Einführung eines internationalen Klimadienstes

Schon heute engagieren sich überall auf der Welt Freiwillige, um die am meisten gefährdeten Menschen zu unterstützen, auch inmitten von Konflikten und anderen humanitären Notsituationen. Junge Freiwillige schließen sich dem Kampf für Klimagerechtigkeit an und drängen Regierungen, Unternehmen und politische Entscheidungsträger, die notwendigen Entscheidungen zu treffen, um diese globale Krise zu beenden.
Die weltweiten Auswirkungen des Klimawandels auf Ökosysteme und gerade auf die Leben der jungen Menschen und ihre Zukunft können nicht ignoriert werden und sind in jedem Winkel der Erde zu spüren.
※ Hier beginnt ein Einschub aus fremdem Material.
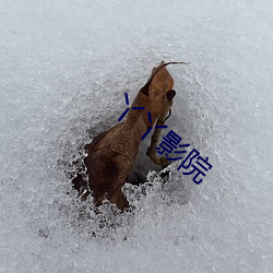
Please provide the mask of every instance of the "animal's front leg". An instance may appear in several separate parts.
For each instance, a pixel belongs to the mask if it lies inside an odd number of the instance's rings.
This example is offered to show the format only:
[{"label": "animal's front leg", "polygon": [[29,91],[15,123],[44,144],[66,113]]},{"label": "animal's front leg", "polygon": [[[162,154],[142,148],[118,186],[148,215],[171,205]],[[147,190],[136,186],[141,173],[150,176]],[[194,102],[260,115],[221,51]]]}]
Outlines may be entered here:
[{"label": "animal's front leg", "polygon": [[161,136],[162,129],[157,128],[157,126],[165,126],[165,121],[168,119],[168,115],[170,112],[170,107],[173,105],[173,98],[176,95],[174,90],[170,90],[166,94],[166,100],[163,105],[162,112],[156,121],[154,133],[151,138],[151,145],[147,149],[146,155],[158,166],[167,167],[170,163],[167,161],[167,157],[158,157],[155,154],[155,147]]}]

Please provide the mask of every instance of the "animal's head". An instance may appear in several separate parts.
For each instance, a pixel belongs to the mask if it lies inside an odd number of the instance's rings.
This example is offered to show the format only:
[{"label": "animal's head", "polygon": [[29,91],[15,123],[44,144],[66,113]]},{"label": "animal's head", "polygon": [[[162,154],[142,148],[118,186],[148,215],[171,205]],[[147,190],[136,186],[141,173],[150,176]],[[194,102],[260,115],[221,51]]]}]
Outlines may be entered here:
[{"label": "animal's head", "polygon": [[176,92],[174,87],[174,79],[167,71],[168,64],[177,64],[185,62],[161,62],[157,68],[154,68],[146,84],[141,88],[141,93],[150,98],[150,111],[152,120],[156,120],[158,115],[162,112],[164,104],[171,102]]}]

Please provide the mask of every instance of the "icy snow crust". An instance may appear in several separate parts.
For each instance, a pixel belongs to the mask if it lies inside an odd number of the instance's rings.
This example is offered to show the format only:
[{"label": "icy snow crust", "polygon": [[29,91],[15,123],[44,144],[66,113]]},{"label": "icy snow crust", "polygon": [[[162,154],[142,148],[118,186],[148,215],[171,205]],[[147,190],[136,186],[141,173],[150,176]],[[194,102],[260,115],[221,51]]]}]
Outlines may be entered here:
[{"label": "icy snow crust", "polygon": [[[272,13],[265,0],[1,1],[0,271],[272,272]],[[126,186],[134,212],[106,203],[99,219],[71,191],[71,162],[162,60],[192,61],[169,67],[168,126],[213,168],[200,186],[152,171],[146,195]]]}]

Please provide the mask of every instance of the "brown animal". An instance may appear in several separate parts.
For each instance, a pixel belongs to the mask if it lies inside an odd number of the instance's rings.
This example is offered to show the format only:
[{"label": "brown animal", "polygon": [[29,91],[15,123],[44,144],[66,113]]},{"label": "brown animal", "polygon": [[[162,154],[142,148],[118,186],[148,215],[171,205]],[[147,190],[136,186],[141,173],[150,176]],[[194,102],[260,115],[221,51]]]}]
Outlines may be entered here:
[{"label": "brown animal", "polygon": [[[81,192],[82,200],[92,192],[96,205],[108,199],[120,210],[129,206],[121,188],[138,154],[141,136],[155,124],[156,120],[157,124],[164,124],[175,96],[174,79],[166,69],[170,63],[178,62],[162,62],[154,68],[146,84],[138,93],[132,107],[144,107],[144,109],[130,109],[124,122],[98,134],[91,144],[85,145],[88,155],[84,158],[84,164],[88,181],[84,181],[81,175],[72,181],[74,188]],[[147,111],[151,112],[152,123]],[[147,155],[156,164],[167,166],[166,158],[155,156],[154,147],[159,132],[161,130],[154,132]]]}]

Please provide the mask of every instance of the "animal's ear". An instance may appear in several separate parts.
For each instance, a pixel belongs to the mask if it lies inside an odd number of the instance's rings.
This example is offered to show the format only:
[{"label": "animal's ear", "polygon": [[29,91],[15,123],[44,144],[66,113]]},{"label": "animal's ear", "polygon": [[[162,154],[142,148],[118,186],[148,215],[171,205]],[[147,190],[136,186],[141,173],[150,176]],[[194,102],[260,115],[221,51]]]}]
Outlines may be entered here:
[{"label": "animal's ear", "polygon": [[155,74],[164,67],[167,67],[168,64],[189,64],[189,62],[181,62],[181,61],[171,61],[171,62],[166,62],[164,61],[161,62],[161,64],[157,68],[154,68],[152,71],[152,75],[149,78],[146,84],[140,90],[145,96],[149,96],[149,87],[150,84],[152,83],[153,78]]}]

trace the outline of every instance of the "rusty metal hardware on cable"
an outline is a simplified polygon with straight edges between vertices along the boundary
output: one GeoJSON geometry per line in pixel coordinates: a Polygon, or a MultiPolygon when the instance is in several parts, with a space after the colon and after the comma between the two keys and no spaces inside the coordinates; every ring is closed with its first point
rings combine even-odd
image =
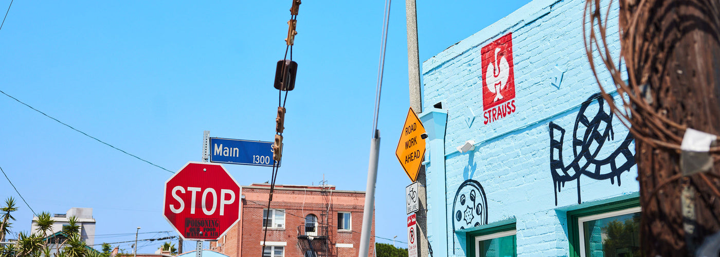
{"type": "Polygon", "coordinates": [[[297,63],[291,60],[281,60],[275,69],[275,89],[292,91],[295,88],[295,75],[297,63]]]}
{"type": "Polygon", "coordinates": [[[280,161],[282,158],[282,136],[275,135],[275,143],[272,145],[272,158],[280,161]]]}
{"type": "Polygon", "coordinates": [[[282,130],[285,129],[285,108],[284,107],[277,107],[277,117],[275,118],[275,131],[278,133],[282,133],[282,130]]]}
{"type": "Polygon", "coordinates": [[[297,15],[297,12],[300,10],[300,0],[292,0],[292,7],[290,7],[290,15],[297,15]]]}

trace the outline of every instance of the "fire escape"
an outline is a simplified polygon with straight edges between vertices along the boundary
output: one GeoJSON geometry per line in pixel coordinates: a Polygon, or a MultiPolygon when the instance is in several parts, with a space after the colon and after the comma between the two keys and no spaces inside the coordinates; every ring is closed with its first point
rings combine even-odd
{"type": "Polygon", "coordinates": [[[332,232],[334,231],[331,223],[333,218],[330,217],[333,209],[332,191],[326,183],[324,178],[320,183],[320,194],[324,202],[320,220],[312,222],[306,219],[305,225],[297,227],[297,245],[305,257],[335,256],[330,248],[333,245],[332,232]]]}

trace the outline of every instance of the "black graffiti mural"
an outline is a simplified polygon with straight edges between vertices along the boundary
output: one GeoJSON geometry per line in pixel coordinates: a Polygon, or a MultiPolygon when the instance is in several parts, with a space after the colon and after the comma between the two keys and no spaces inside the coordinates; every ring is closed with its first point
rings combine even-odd
{"type": "MultiPolygon", "coordinates": [[[[480,183],[468,179],[460,184],[452,205],[452,230],[487,224],[487,197],[480,183]]],[[[453,240],[453,253],[455,240],[453,240]]]]}
{"type": "Polygon", "coordinates": [[[580,177],[582,175],[595,180],[609,179],[611,184],[615,184],[616,179],[618,186],[620,186],[620,175],[630,171],[630,168],[635,165],[635,157],[629,149],[634,137],[629,132],[609,155],[598,158],[605,143],[613,140],[615,137],[613,113],[609,108],[606,108],[604,104],[605,99],[600,94],[595,94],[580,106],[572,131],[572,153],[575,157],[567,166],[562,162],[565,130],[552,122],[549,124],[550,172],[555,188],[556,206],[557,194],[565,186],[565,182],[574,180],[577,183],[577,203],[580,204],[580,177]],[[597,113],[586,112],[588,107],[593,104],[597,104],[598,107],[597,113]],[[609,168],[603,169],[603,167],[609,168]]]}

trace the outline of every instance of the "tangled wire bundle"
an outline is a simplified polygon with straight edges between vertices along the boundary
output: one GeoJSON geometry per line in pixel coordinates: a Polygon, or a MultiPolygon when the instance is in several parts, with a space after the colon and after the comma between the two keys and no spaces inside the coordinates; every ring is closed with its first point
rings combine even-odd
{"type": "MultiPolygon", "coordinates": [[[[639,3],[636,3],[634,0],[620,1],[620,4],[622,5],[621,8],[629,12],[624,12],[627,14],[626,16],[621,14],[620,17],[621,24],[627,24],[627,26],[625,26],[626,27],[625,31],[623,31],[622,29],[620,31],[621,50],[617,64],[611,55],[607,39],[608,18],[610,16],[611,6],[613,6],[613,0],[610,0],[610,4],[608,4],[607,9],[604,13],[604,18],[603,15],[601,15],[603,10],[600,7],[600,0],[586,1],[583,24],[588,24],[588,19],[590,20],[589,27],[586,27],[582,31],[583,39],[588,60],[598,84],[600,85],[600,89],[603,97],[607,101],[611,109],[617,115],[621,122],[630,130],[637,140],[647,143],[653,148],[665,148],[679,151],[683,140],[681,135],[684,135],[688,126],[672,121],[665,115],[665,113],[658,113],[653,109],[650,106],[654,100],[653,96],[649,92],[648,86],[649,74],[651,69],[662,68],[658,67],[660,65],[658,63],[665,63],[671,55],[670,52],[673,50],[671,47],[657,47],[658,44],[667,43],[668,41],[677,42],[679,37],[675,35],[667,35],[665,38],[649,39],[647,38],[649,35],[662,34],[660,32],[661,28],[653,27],[655,25],[654,24],[644,24],[638,22],[641,16],[647,17],[656,12],[669,13],[670,9],[677,8],[677,6],[651,3],[653,1],[652,0],[641,0],[639,3]],[[651,5],[650,4],[655,4],[651,5]],[[638,31],[642,32],[642,33],[637,33],[638,31]],[[601,86],[593,54],[597,54],[599,56],[603,64],[610,72],[613,82],[617,88],[617,91],[622,96],[624,112],[614,104],[612,101],[612,96],[601,86]],[[622,73],[620,71],[621,61],[622,60],[624,60],[626,67],[639,67],[637,69],[627,68],[629,77],[627,82],[623,80],[622,73]],[[636,117],[636,119],[633,120],[631,117],[636,117]],[[642,127],[635,127],[636,125],[642,125],[642,127]],[[637,127],[647,129],[639,130],[637,127]]],[[[714,5],[718,4],[706,1],[703,4],[714,5]]],[[[695,6],[698,9],[704,9],[702,7],[695,6]]],[[[718,24],[720,24],[720,18],[719,18],[720,15],[714,11],[716,9],[715,8],[707,8],[701,10],[706,17],[703,19],[704,21],[702,19],[698,21],[696,19],[687,19],[687,21],[683,21],[683,22],[688,23],[702,22],[701,26],[698,24],[681,24],[679,26],[694,25],[698,27],[708,27],[711,30],[719,31],[717,27],[718,24]]],[[[660,19],[662,18],[660,17],[660,19]]],[[[720,147],[711,147],[709,152],[718,157],[718,154],[720,153],[720,147]]]]}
Es ist nicht übertrieben zu sagen, dass es sich nicht nur um ein Umweltproblem handelt, sondern um eine globale, humanitäre Krise.
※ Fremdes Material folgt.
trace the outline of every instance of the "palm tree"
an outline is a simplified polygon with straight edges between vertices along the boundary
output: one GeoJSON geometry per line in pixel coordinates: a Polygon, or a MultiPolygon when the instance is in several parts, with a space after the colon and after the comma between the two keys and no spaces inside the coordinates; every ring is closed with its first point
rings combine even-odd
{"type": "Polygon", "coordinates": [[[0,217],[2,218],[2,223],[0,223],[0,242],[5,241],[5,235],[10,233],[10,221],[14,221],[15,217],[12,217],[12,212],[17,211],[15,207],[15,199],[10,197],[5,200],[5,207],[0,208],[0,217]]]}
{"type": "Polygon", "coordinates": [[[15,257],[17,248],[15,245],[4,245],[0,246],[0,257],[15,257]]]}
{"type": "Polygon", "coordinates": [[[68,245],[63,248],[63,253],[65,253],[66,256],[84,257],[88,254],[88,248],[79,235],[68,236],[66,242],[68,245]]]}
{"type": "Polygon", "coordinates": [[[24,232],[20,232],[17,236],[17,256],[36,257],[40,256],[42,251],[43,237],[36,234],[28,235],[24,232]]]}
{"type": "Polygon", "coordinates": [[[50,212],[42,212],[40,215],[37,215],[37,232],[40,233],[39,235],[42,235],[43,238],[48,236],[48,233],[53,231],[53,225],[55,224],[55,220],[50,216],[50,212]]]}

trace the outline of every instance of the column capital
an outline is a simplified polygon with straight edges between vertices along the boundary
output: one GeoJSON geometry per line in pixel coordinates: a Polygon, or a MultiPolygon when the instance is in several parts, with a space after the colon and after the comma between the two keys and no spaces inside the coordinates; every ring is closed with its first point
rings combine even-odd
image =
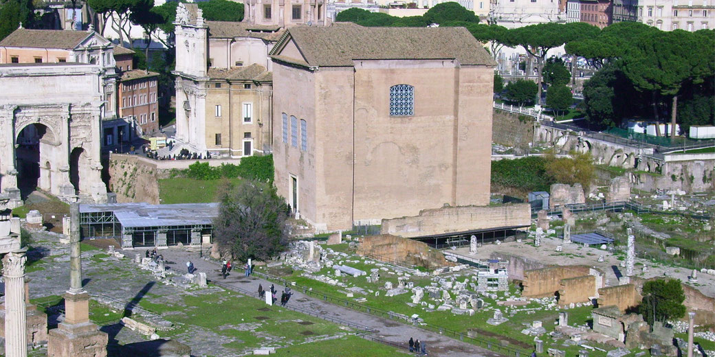
{"type": "Polygon", "coordinates": [[[27,257],[24,251],[13,251],[5,254],[2,258],[2,272],[5,278],[22,278],[25,276],[25,263],[27,257]]]}

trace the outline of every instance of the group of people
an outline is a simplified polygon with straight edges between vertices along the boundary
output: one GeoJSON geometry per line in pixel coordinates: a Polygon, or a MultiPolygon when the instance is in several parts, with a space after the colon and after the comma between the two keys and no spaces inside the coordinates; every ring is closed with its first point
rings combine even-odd
{"type": "MultiPolygon", "coordinates": [[[[273,284],[270,284],[270,290],[263,290],[263,286],[258,284],[258,297],[260,298],[265,298],[266,292],[270,291],[271,298],[272,298],[273,303],[275,303],[276,301],[276,293],[277,291],[275,290],[275,286],[273,284]]],[[[285,288],[283,289],[283,292],[280,295],[280,306],[285,306],[285,304],[288,303],[288,300],[290,300],[290,296],[293,295],[290,292],[290,287],[287,285],[285,286],[285,288]]]]}
{"type": "Polygon", "coordinates": [[[152,251],[147,249],[145,252],[147,258],[151,258],[154,263],[159,263],[164,260],[164,256],[157,253],[157,248],[154,248],[152,251]]]}
{"type": "Polygon", "coordinates": [[[427,356],[426,342],[420,342],[420,340],[413,340],[410,337],[408,344],[410,346],[410,352],[417,352],[418,354],[427,356]]]}
{"type": "Polygon", "coordinates": [[[186,268],[189,271],[189,274],[193,274],[196,271],[196,268],[194,267],[194,263],[191,261],[186,262],[186,268]]]}
{"type": "Polygon", "coordinates": [[[221,263],[221,276],[226,278],[226,276],[231,273],[231,261],[224,261],[221,263]]]}

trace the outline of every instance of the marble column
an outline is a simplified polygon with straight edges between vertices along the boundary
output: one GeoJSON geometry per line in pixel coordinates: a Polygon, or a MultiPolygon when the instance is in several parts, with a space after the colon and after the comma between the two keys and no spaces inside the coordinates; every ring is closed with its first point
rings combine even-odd
{"type": "Polygon", "coordinates": [[[628,251],[626,254],[626,276],[633,276],[633,266],[636,262],[636,236],[628,236],[628,251]]]}
{"type": "Polygon", "coordinates": [[[688,357],[693,357],[693,326],[695,324],[695,313],[688,313],[688,357]]]}
{"type": "Polygon", "coordinates": [[[2,258],[5,282],[5,356],[27,356],[27,315],[25,310],[24,251],[11,252],[2,258]]]}
{"type": "Polygon", "coordinates": [[[79,203],[69,206],[69,293],[84,293],[82,251],[79,248],[79,203]]]}

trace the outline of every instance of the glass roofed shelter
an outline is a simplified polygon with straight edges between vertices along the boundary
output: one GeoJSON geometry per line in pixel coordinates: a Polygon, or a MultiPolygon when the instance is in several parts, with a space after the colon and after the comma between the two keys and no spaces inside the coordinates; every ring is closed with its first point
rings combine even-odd
{"type": "Polygon", "coordinates": [[[113,238],[124,249],[210,243],[219,203],[79,205],[83,238],[113,238]]]}

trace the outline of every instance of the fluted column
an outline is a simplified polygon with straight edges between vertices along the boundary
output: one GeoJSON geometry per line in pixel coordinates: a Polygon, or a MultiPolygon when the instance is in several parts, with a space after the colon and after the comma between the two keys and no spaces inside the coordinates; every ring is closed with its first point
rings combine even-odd
{"type": "Polygon", "coordinates": [[[25,311],[24,251],[8,253],[2,258],[5,282],[5,356],[27,357],[27,316],[25,311]]]}

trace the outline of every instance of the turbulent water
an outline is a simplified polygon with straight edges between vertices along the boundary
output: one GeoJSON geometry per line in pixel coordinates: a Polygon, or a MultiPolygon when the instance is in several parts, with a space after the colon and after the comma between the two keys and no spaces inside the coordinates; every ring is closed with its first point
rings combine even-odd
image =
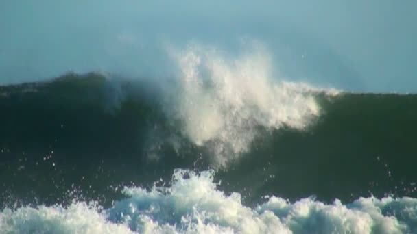
{"type": "Polygon", "coordinates": [[[1,233],[417,233],[417,95],[172,54],[173,77],[0,87],[1,233]]]}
Freiwillige auf lokaler und regionaler Ebene sind für den Klimaschutz von entscheidender Bedeutung - ihr Einsatz nimmt schon heute unterschiedliche Formen an, von Basisinitiativen in Gemeinden bis hin zu spezialisierter Unterstützung auf globaler Ebene. Die Rolle von Freiwilligen bei der Förderung von Klimamaßnahmen und dem Aufbau von Widerstandsfähigkeit ist unverzichtbar. Denn sie tragen wesentlich zu vielen Schlüsselbereichen bei: Wissen und Kapazitätsaufbau, internationaler Austausch, Katastrophenvorsorge und -bewältigung, Abschwächungs- und Anpassungsmaßnahmen sowie Klimagovernance.
Die Einführung eines Internationalen Klimadienstes in Deutschland ist lange überfällig. Er wäre ein wichtiges Instrument auch in der Betrachtung der Klimakatastrophe als ein Erbe des Kolonialismus und der Ausbeutung der so genannten Länder des Südens. Ein solcher Klimadienst könnte einen wesentlichen Beitrag leisten, um nicht nur einseitig Wissen von Norden nach Süden zu transportieren, sondern umgekehrt das immense Wissen über Natur und Ökosysteme aus dem Süden auch in den Norden zu bringen. Denn nur mit Hilfe eines dekolonialen und machtsensiblen Klimadienstes, der nicht die Fehler der Geschichte wiederholt, können die globalen Herausforderungen zur Bewahrung des Ökosystems Erde überwunden werden.